Friday’s move could prompt the St. Louis-based utility to spend hundreds of millions on the 1970s Rush Island coal-fired power plant in Jefferson County or to reassess its plans for generating electricity. long-term. If the utility installs the pollution control equipment, customers could see higher tariffs, according to at the Saint-Louis dispatch post.
But the United States Court of Appeals for the Eighth Circuit rejected part of the previous ruling that asked Ameren to install pollution controls at another coal-fired power plant.
The lawsuit dates back over a decade. The federal government successfully argued in the lawsuit that Ameren’s modifications to the power plant in 2007 and 2010 without proper permits resulted in increased sulfur dioxide emissions because the plant could burn more coal.
Sulfur dioxide is a byproduct of burning coal that can damage the respiratory system. Ameren has pollution control equipment installed in one of its coal-fired power plants, but it relies primarily on burning Wyoming low-sulfur coal to meet pollution regulations.

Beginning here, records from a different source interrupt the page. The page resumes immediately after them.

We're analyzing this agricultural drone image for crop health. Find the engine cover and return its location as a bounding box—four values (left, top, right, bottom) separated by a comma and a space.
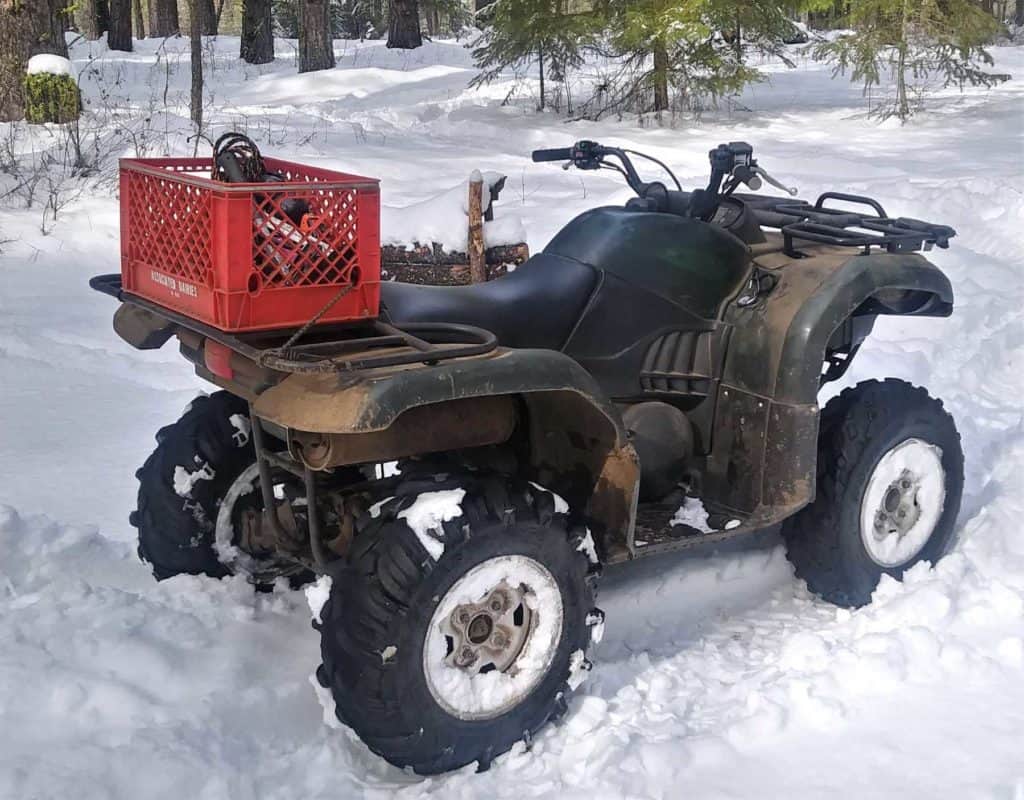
623, 401, 693, 502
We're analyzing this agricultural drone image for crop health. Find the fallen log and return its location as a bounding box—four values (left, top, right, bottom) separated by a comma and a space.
381, 243, 529, 286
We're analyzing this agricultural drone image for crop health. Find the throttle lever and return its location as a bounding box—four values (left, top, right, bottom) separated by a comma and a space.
751, 165, 799, 198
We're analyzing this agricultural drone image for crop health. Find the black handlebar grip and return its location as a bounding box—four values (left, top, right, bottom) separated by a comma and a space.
534, 148, 572, 162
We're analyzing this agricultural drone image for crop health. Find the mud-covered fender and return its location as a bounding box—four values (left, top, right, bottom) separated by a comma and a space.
705, 253, 953, 523
723, 250, 953, 404
253, 348, 640, 553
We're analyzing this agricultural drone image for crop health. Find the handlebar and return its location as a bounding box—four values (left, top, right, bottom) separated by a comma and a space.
534, 148, 572, 163
532, 139, 797, 221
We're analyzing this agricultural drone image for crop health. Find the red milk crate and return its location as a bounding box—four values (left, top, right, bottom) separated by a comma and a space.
121, 158, 381, 331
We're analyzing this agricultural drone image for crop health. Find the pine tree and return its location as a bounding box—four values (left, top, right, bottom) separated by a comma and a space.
240, 0, 273, 64
471, 0, 599, 111
387, 0, 423, 50
815, 0, 1009, 121
608, 0, 798, 112
106, 0, 132, 52
0, 0, 68, 122
298, 0, 334, 73
148, 0, 180, 39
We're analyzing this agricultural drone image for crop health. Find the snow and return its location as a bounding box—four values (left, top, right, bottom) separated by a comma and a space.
303, 575, 333, 623
0, 31, 1024, 800
395, 489, 466, 561
577, 528, 601, 563
227, 414, 252, 448
669, 497, 716, 534
25, 53, 75, 78
529, 480, 569, 514
381, 169, 526, 253
174, 462, 217, 497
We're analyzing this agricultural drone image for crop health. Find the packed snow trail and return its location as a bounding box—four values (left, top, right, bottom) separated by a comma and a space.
0, 37, 1024, 800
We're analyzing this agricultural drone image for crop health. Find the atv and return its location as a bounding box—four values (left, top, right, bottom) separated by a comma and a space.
92, 141, 964, 773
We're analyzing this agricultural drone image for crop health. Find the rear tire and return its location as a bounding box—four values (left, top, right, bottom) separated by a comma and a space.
314, 475, 603, 774
782, 378, 964, 606
130, 391, 312, 586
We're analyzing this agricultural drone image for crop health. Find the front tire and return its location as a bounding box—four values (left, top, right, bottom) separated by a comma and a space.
317, 475, 603, 774
782, 378, 964, 606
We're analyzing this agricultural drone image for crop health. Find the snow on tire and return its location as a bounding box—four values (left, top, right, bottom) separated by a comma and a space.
315, 475, 604, 774
782, 378, 964, 606
130, 391, 312, 586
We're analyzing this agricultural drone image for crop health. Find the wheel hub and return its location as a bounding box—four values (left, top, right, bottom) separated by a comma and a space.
860, 438, 945, 567
874, 469, 922, 540
423, 555, 563, 720
442, 581, 535, 674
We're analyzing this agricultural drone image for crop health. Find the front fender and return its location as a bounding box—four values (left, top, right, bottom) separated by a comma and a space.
723, 250, 953, 404
705, 248, 953, 523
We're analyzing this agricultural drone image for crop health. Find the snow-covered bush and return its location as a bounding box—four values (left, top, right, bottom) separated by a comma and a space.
25, 53, 82, 125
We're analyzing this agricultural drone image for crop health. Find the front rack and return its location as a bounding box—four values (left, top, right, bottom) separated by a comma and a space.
89, 275, 498, 374
744, 192, 956, 257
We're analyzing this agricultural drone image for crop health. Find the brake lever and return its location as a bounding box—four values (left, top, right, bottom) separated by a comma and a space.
751, 165, 799, 198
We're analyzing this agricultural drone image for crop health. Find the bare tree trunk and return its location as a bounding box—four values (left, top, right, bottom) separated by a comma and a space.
75, 0, 102, 42
150, 0, 181, 39
537, 47, 547, 111
0, 0, 68, 122
466, 169, 487, 284
188, 0, 203, 129
387, 0, 423, 50
199, 0, 218, 36
106, 0, 132, 52
131, 0, 145, 39
299, 0, 334, 73
651, 39, 669, 112
241, 0, 273, 64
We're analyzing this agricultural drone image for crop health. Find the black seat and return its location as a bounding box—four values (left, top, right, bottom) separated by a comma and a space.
381, 253, 597, 350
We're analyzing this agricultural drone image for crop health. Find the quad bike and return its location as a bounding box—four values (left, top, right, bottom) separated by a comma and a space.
92, 141, 963, 773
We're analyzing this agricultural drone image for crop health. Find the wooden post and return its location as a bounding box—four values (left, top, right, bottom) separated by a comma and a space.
468, 169, 487, 284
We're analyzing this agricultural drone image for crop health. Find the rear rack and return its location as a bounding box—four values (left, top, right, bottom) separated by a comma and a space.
748, 192, 956, 257
89, 275, 498, 374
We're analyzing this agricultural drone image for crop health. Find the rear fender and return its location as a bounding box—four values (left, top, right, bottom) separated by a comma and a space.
253, 349, 640, 551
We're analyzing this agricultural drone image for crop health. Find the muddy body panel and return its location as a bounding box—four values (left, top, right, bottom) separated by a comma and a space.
698, 248, 952, 525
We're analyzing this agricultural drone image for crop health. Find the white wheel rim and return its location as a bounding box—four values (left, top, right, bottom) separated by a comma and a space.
423, 555, 563, 720
860, 438, 946, 567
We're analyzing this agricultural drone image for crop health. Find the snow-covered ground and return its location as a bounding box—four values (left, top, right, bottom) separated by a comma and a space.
0, 38, 1024, 800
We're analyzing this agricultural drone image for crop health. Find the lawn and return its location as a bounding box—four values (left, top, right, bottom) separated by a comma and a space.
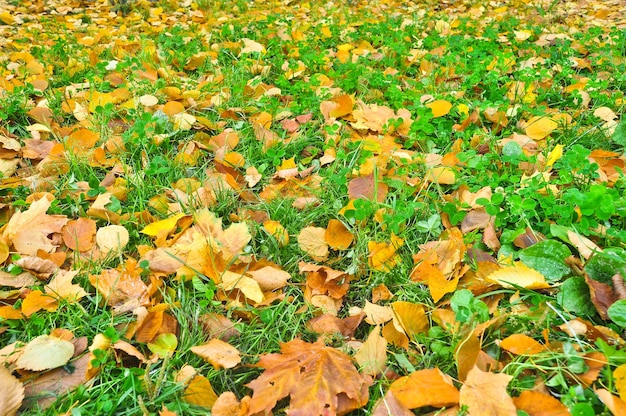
0, 0, 626, 416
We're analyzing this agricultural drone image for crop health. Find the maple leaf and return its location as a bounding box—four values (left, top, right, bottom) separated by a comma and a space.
246, 339, 371, 416
2, 194, 68, 256
459, 367, 517, 416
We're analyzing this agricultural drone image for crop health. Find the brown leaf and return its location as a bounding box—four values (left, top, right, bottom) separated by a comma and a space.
307, 313, 365, 337
62, 218, 96, 251
298, 227, 328, 261
191, 339, 241, 369
211, 391, 249, 416
183, 374, 217, 409
0, 365, 24, 416
372, 391, 415, 416
348, 174, 389, 202
595, 389, 626, 416
500, 334, 544, 355
513, 390, 570, 416
3, 194, 68, 256
585, 274, 617, 320
454, 332, 481, 381
354, 326, 387, 376
89, 259, 150, 313
25, 354, 91, 408
389, 368, 459, 409
325, 219, 354, 250
247, 339, 371, 416
459, 367, 517, 416
198, 313, 240, 341
44, 270, 87, 303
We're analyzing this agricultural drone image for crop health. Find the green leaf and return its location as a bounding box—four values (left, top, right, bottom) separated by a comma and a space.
585, 247, 626, 284
596, 338, 626, 366
148, 334, 178, 358
607, 299, 626, 328
519, 240, 572, 283
556, 276, 596, 316
611, 121, 626, 147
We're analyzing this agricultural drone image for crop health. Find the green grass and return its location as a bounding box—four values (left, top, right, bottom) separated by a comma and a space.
0, 0, 626, 415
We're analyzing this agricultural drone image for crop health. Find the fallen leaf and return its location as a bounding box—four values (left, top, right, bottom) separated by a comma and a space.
459, 367, 517, 416
513, 390, 570, 416
0, 365, 24, 416
298, 227, 328, 261
16, 335, 74, 371
191, 339, 241, 369
247, 339, 371, 415
354, 326, 387, 376
487, 261, 550, 289
500, 334, 544, 355
389, 368, 459, 409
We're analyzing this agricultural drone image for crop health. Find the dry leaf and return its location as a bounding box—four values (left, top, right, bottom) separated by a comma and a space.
513, 390, 570, 416
191, 339, 241, 369
298, 227, 328, 261
354, 326, 387, 376
16, 335, 74, 371
247, 339, 371, 415
0, 364, 24, 416
459, 367, 517, 416
389, 368, 459, 409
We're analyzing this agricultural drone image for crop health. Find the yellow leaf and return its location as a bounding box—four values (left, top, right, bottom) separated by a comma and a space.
526, 116, 559, 140
487, 261, 550, 289
354, 326, 387, 376
426, 100, 452, 118
426, 166, 456, 185
141, 212, 185, 237
220, 270, 264, 303
0, 365, 24, 416
546, 144, 563, 167
16, 335, 74, 371
613, 364, 626, 400
191, 338, 241, 370
500, 334, 543, 355
298, 227, 328, 261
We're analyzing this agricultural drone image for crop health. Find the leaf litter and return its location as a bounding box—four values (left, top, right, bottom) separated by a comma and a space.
0, 0, 626, 415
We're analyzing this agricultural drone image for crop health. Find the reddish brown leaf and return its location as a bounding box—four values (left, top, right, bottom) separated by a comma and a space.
348, 174, 389, 202
389, 368, 459, 409
247, 339, 371, 416
459, 367, 517, 416
513, 390, 570, 416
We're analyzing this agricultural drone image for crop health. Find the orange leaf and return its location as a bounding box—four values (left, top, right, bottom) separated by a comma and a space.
348, 174, 389, 202
426, 100, 452, 118
391, 302, 430, 338
263, 220, 289, 247
246, 339, 371, 415
211, 391, 250, 416
367, 235, 404, 271
525, 116, 559, 140
459, 367, 517, 416
191, 339, 241, 370
0, 365, 24, 416
324, 219, 354, 250
487, 261, 550, 289
22, 290, 59, 316
454, 330, 481, 381
354, 326, 387, 376
62, 218, 96, 251
513, 390, 570, 416
389, 368, 459, 409
162, 101, 185, 117
183, 374, 217, 409
298, 227, 328, 261
500, 334, 543, 355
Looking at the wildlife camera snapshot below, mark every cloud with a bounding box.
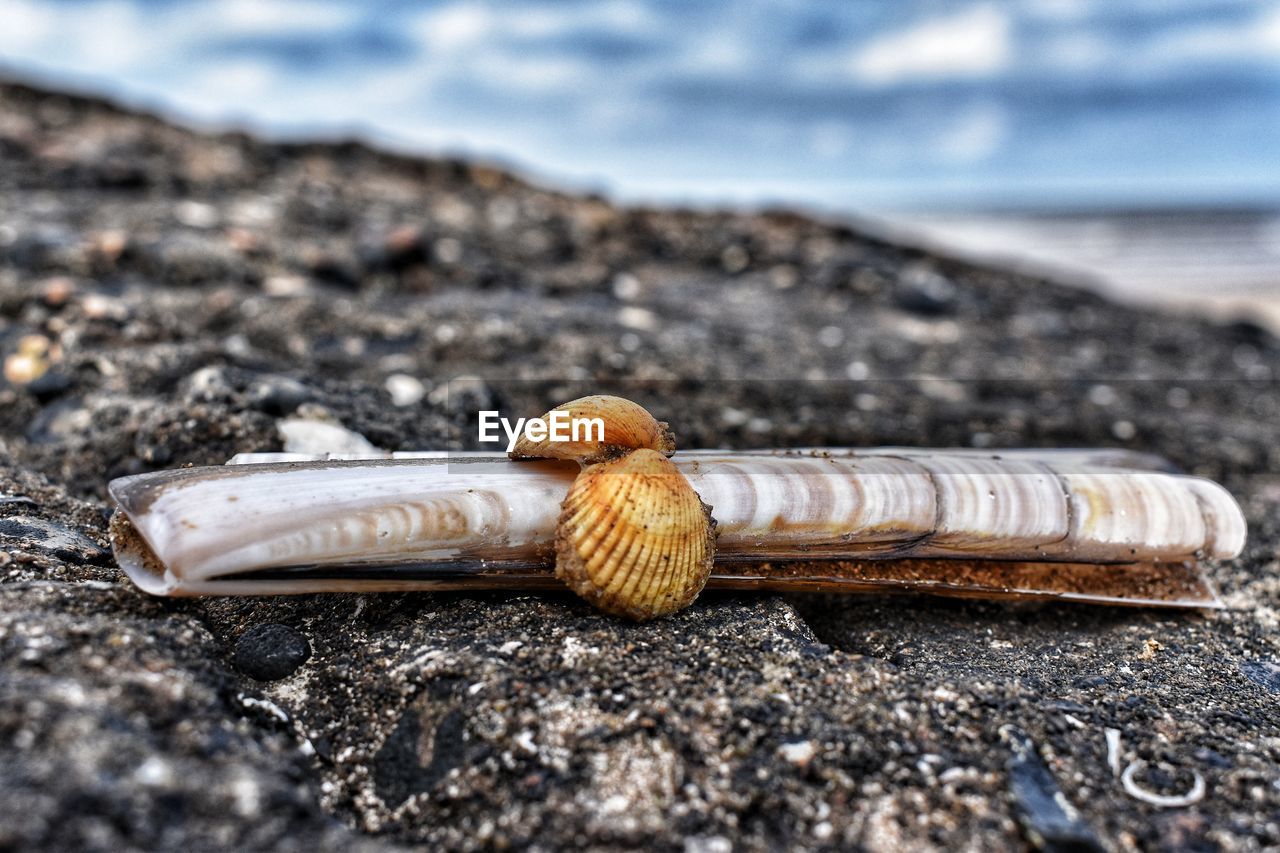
[934,104,1009,165]
[1148,9,1280,64]
[850,5,1012,86]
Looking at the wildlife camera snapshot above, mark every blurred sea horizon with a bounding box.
[0,0,1280,316]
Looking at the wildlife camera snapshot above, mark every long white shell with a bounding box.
[110,448,1245,594]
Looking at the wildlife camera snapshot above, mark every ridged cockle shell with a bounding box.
[556,450,716,620]
[511,394,676,465]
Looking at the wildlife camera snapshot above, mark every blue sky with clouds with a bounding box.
[0,0,1280,211]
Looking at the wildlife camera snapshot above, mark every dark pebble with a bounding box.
[893,266,956,316]
[247,377,314,416]
[1005,729,1103,850]
[26,373,73,402]
[1240,661,1280,693]
[0,515,111,565]
[236,622,311,681]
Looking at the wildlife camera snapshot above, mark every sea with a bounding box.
[0,0,1280,314]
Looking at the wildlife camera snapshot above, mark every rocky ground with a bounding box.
[0,85,1280,852]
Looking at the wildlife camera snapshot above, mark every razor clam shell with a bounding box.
[110,451,1244,593]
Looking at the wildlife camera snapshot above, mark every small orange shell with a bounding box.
[511,394,676,465]
[556,450,716,621]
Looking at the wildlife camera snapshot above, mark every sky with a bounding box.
[0,0,1280,213]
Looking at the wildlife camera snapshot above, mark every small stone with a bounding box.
[778,740,817,765]
[383,373,426,406]
[234,622,311,681]
[276,418,379,456]
[1240,661,1280,693]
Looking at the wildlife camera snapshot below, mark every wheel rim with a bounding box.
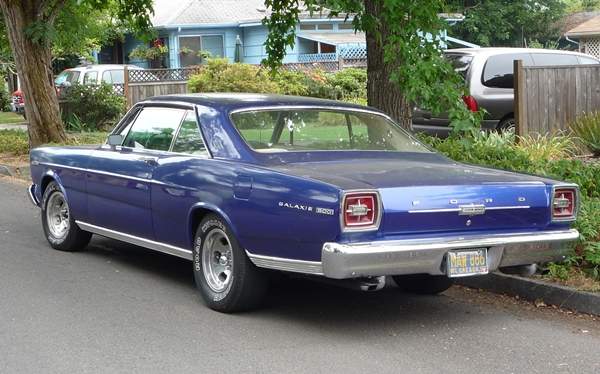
[202,229,233,292]
[46,192,70,238]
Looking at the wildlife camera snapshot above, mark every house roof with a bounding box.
[565,13,600,36]
[152,0,326,27]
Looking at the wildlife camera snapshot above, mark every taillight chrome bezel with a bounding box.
[550,185,579,222]
[340,190,383,232]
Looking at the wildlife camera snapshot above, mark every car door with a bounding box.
[87,107,185,240]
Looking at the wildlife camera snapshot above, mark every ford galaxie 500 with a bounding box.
[30,93,579,312]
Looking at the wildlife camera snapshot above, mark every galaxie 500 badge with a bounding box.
[279,201,335,216]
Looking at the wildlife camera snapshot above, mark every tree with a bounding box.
[263,0,472,131]
[0,0,152,147]
[448,0,565,47]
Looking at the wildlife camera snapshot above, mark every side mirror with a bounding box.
[108,134,123,151]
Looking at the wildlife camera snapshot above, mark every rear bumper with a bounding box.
[321,230,579,279]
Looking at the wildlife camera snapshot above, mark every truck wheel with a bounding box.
[42,181,92,251]
[392,274,455,295]
[193,214,268,313]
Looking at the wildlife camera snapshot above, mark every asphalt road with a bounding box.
[0,177,600,374]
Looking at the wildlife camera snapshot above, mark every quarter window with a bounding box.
[123,108,185,151]
[173,112,208,156]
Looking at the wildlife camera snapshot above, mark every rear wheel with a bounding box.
[392,274,455,295]
[194,214,268,313]
[42,182,92,251]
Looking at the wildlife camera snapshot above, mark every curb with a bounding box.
[456,272,600,316]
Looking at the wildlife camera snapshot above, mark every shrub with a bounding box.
[63,82,125,131]
[0,130,29,156]
[567,111,600,157]
[188,58,278,93]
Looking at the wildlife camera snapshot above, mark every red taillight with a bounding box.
[342,192,381,231]
[552,188,577,221]
[463,95,477,112]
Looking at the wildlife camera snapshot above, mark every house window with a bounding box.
[179,35,225,67]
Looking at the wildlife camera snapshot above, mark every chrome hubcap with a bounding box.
[46,192,69,238]
[202,229,233,292]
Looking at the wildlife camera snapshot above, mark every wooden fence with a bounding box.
[514,60,600,135]
[122,58,367,108]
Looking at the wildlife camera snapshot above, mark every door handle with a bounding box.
[138,157,158,166]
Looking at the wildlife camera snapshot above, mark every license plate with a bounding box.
[446,248,488,278]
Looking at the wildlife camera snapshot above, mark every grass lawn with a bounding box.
[0,112,25,125]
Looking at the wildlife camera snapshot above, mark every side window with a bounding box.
[123,108,185,151]
[83,71,98,84]
[481,53,534,88]
[102,70,112,83]
[173,112,208,156]
[533,53,579,66]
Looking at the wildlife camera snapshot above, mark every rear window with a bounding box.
[446,53,473,78]
[231,108,431,152]
[481,53,535,88]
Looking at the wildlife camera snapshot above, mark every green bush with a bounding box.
[420,134,600,280]
[63,82,125,132]
[188,58,278,93]
[567,111,600,156]
[0,130,29,156]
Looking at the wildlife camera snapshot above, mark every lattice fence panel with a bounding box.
[582,37,600,58]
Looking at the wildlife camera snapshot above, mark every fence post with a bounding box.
[123,66,131,110]
[513,60,527,141]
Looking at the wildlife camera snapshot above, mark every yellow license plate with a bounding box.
[446,248,488,278]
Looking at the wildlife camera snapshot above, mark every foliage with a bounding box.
[0,130,29,155]
[567,111,600,156]
[513,131,577,160]
[421,133,600,280]
[447,0,565,47]
[0,85,12,112]
[63,82,125,131]
[263,0,477,133]
[129,45,169,60]
[188,58,277,93]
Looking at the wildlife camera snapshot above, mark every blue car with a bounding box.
[29,93,579,312]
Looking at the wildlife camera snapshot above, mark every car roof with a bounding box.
[139,92,379,112]
[444,47,598,60]
[71,64,144,71]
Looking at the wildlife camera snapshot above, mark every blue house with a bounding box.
[98,0,472,68]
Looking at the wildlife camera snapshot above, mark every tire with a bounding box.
[42,181,92,252]
[496,118,515,134]
[392,274,456,295]
[193,214,268,313]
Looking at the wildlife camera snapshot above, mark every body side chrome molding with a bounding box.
[246,251,323,275]
[75,221,192,261]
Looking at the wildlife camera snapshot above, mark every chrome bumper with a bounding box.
[321,230,579,279]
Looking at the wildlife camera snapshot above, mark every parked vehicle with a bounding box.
[11,64,143,117]
[29,93,579,312]
[412,48,600,137]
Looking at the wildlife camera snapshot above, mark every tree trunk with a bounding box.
[0,0,67,148]
[364,0,413,132]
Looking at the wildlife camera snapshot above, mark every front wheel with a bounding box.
[194,214,268,313]
[392,274,456,295]
[42,182,92,251]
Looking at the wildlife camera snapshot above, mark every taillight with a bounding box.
[463,95,477,112]
[552,187,578,221]
[341,191,381,232]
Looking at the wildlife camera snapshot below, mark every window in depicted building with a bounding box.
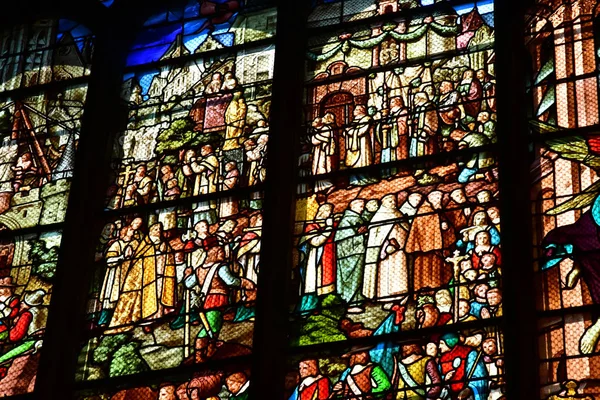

After the court ruling, the utility stressed that air quality monitors near Rush Island meet federal and state standards.
A spokesperson said Ameren is still evaluating the court’s decision and deciding how to respond, but the utility remains committed to significantly reducing its carbon dioxide emissions by 2050.
Andy Knott, of the Sierra Club’s Beyond Coal campaign, said he was disappointed Ameren didn’t have to install pollution controls at his other coal-fired power plant. But he said that perhaps the move will prompt the power company to speed up its plan to shut down some of its coal-fired power plants.